S.M. : La relation des libéraux.les avec E. Warren ressemble à celle des intellectuels du 19ième siècle avec la religion : ils comprenaient que ce n’était plus crédible mais craignaient ce qui pourrait arriver, s’ils abandonnaient ce rapport. Plus important encore, la gauche pense toujours que le problème politique des États-Unis ne provient pas du rôle dominant d’une minorité de riches puissants.es mais de la tyrannie de la majorité sur les minorités. Pourtant, la vérité veut que les majorités populaires aient réussi à étendre les droits et la justice plus que n’importe quelle autre force (socio-politique) alors que le pouvoir des minorités s’est avéré plus dangereux pour les faibles et les vulnérables.

B.M. : Certains.es soulignent que les juges nommés par les Présidents Républicains se sont placés du côté libéral en fin de compte, par exemple, David Souter nommé par le Président Bush père. Qu’en est-il pour un Président républicain de notre époque, spécifiquement pour D. Trump qui nomme un.e juge qui finirait par devenir un.e traitre à la cause en passant à gauche ?
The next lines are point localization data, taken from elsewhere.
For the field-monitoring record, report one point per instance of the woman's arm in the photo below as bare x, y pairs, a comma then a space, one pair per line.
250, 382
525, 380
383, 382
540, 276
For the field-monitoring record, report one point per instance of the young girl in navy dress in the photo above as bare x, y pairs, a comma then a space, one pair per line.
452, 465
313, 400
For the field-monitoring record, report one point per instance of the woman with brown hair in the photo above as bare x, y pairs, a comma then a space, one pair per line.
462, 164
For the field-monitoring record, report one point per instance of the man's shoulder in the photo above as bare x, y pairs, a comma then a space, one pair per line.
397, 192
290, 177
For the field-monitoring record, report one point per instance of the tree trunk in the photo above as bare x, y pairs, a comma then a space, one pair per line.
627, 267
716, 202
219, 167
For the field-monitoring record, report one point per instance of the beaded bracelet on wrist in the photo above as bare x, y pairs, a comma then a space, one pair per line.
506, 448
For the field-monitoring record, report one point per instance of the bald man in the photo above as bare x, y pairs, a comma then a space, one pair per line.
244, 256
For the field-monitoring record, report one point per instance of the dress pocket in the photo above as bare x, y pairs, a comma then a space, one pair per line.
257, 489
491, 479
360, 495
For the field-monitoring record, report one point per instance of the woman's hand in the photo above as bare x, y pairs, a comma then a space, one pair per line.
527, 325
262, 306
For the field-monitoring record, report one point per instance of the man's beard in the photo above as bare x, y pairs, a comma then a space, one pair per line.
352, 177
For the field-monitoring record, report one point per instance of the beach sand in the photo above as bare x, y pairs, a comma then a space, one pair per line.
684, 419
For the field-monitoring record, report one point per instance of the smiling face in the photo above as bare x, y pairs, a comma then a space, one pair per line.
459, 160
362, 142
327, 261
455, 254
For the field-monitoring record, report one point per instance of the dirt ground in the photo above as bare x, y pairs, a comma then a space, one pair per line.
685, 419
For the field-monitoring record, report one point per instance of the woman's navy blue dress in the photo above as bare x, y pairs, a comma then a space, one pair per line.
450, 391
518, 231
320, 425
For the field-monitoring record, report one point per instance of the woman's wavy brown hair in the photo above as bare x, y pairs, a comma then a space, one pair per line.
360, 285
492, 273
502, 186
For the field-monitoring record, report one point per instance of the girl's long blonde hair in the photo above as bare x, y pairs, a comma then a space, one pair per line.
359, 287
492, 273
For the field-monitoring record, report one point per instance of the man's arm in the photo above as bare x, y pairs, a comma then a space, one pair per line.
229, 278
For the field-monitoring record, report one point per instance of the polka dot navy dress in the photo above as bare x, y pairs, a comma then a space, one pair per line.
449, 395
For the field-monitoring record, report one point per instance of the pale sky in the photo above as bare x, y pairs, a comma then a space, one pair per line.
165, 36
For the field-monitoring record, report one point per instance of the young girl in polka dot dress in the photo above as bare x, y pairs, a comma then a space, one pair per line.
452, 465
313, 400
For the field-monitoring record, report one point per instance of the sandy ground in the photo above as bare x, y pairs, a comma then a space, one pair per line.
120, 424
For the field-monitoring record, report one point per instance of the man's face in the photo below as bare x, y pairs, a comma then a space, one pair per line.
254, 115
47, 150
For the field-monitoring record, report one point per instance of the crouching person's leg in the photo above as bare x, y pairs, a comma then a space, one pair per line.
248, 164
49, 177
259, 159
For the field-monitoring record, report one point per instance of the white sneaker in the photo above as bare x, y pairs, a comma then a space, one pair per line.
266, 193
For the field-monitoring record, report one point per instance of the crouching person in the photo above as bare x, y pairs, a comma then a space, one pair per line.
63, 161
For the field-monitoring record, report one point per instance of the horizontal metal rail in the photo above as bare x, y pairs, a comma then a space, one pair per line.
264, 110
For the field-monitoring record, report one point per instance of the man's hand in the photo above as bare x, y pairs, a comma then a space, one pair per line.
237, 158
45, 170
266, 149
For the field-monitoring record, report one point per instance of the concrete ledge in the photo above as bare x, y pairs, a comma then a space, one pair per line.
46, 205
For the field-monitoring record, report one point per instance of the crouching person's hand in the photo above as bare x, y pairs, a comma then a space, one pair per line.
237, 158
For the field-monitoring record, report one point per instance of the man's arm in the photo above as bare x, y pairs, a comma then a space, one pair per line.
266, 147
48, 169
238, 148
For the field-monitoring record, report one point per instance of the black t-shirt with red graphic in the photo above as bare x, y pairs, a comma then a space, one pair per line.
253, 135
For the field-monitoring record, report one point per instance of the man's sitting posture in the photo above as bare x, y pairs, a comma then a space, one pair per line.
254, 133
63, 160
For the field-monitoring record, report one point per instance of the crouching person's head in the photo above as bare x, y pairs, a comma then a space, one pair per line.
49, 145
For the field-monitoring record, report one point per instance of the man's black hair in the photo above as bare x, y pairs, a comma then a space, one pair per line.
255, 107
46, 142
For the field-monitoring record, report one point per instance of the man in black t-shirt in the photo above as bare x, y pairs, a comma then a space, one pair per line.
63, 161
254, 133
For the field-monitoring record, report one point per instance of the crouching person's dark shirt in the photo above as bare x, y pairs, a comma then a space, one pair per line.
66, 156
S.M. : C’est peu probable. Bien sûr on ne peut jamais prédire ce que fera la personne choisie. Et, même Neil Gorsuch, qui est à l’extrême droite sur la plupart des sujets en a surpris plusieurs en jugeant que la loi fédérale contre la discrimination s’applique aussi à l’orientation sexuelle. Mais après s’être fait prendre par des vire-capots comme David Souter ou John Paul Stevens, la droite refuse de se faire berner à nouveau. Elle s’assure bien plus solidement des positions idéologiques des candidats.es et de ce que ce soient des gens fiables. Et sans aucun doute elle peut le faire.
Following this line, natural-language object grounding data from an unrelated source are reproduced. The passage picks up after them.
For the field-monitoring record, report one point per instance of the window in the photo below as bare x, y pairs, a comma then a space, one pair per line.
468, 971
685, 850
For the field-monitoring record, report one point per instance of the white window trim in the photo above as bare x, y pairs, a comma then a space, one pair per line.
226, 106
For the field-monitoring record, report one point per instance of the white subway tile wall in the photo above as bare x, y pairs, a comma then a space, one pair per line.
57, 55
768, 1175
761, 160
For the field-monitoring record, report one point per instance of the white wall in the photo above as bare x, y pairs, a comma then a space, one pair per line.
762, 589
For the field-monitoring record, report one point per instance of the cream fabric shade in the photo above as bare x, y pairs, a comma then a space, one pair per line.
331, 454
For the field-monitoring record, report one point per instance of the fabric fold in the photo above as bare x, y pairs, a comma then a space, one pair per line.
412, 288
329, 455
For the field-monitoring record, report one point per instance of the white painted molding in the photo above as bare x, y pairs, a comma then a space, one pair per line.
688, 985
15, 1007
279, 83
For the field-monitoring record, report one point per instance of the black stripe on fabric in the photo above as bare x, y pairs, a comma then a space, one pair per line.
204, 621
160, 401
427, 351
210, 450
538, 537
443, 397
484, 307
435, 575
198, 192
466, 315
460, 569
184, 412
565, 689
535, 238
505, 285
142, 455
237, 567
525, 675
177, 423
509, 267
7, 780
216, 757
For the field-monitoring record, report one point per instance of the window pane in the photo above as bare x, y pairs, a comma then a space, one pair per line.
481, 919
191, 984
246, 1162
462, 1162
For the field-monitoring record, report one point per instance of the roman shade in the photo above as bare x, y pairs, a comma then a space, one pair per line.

B.M. : Qu’est-ce qu’une large coalition de libéraux.les et de gens de gauche pourrait faire maintenant ? Est-ce qu’il y a des perspectives pour arriver à bloquer la nomination de D. Trump comme les Républicains.es l’ont fait pour Merrick Garland que le Président Obama avait choisi ?


S.M. : Question intéressante. Je ne vois pas comment empêcher D. Trump d’au moins présenter quelqu’un.e. Il peut vouloir aller au pire de la situation (faire confirmer sa nomination immédiatement) ou attendre après l’élection parce que pour lui, que la Cour soit en jeu c’est un argument électoral. Il n’a pas beaucoup d’autre argument en sa faveur. M. McConnell est dans une autre position. D’abord son caucus est du style Rambo et certains.es pourraient faire défection dans les prochains jours ; trois en particulier : Susan Collins, Lisa Murkowski et Mitt Romney. S’il perd le support d’un.e quatrième, il ne peut plus compter sur le vote décisif du Vice-président pour que le Sénat puisse confirmer la personne choisie par le Président. (Mitt Romney a effectivement annoncé qu’il approuvait le plan de M. McConnell. Donc l’hypothèse de l’auteur est caduque. N.d.t.).

Par ailleurs, au-delà du vote comme tel, il se trouve à un moment stratégique où il doit choisir soit de mettre sa majorité au Sénat plus à risque et devoir faire face à une réponse démocrate (plus dure encore). Mais en spéculant je me dis qu’il doit être prêt à perdre sa majorité de toute façon. Car, (pour les Répiblicains.es), gagner un sixième vote conservateur à la Cour suprême est bien plus important que de garder le contrôle du Sénat c’est même plus important que de gagner la Présidence. Donc, tout me porte à croire qu’il va abandonner toute hypocrisie, tout jeu de pouvoir, pour confirmer la nomination.

B.M. : Quelles leçons tirer de cet épisode ?


S.M. : Pour bizarre que ça puisse paraître, la leçon la plus profonde est que dans une démocratie (comme la nôtre) plusieurs des moments les plus dramatiques portent sur la composition du conseil des vieux et vieilles. C’est une rupture avec l’idée que nous nous gouvernons nous-mêmes par les lois que nous adoptons au fur et à mesure. Mais, nous nous battons plutôt pour installer un tribunal qui va jouer ce rôle au nom de la Constitution et va aussi ré-interpréter les lois plus anciennes.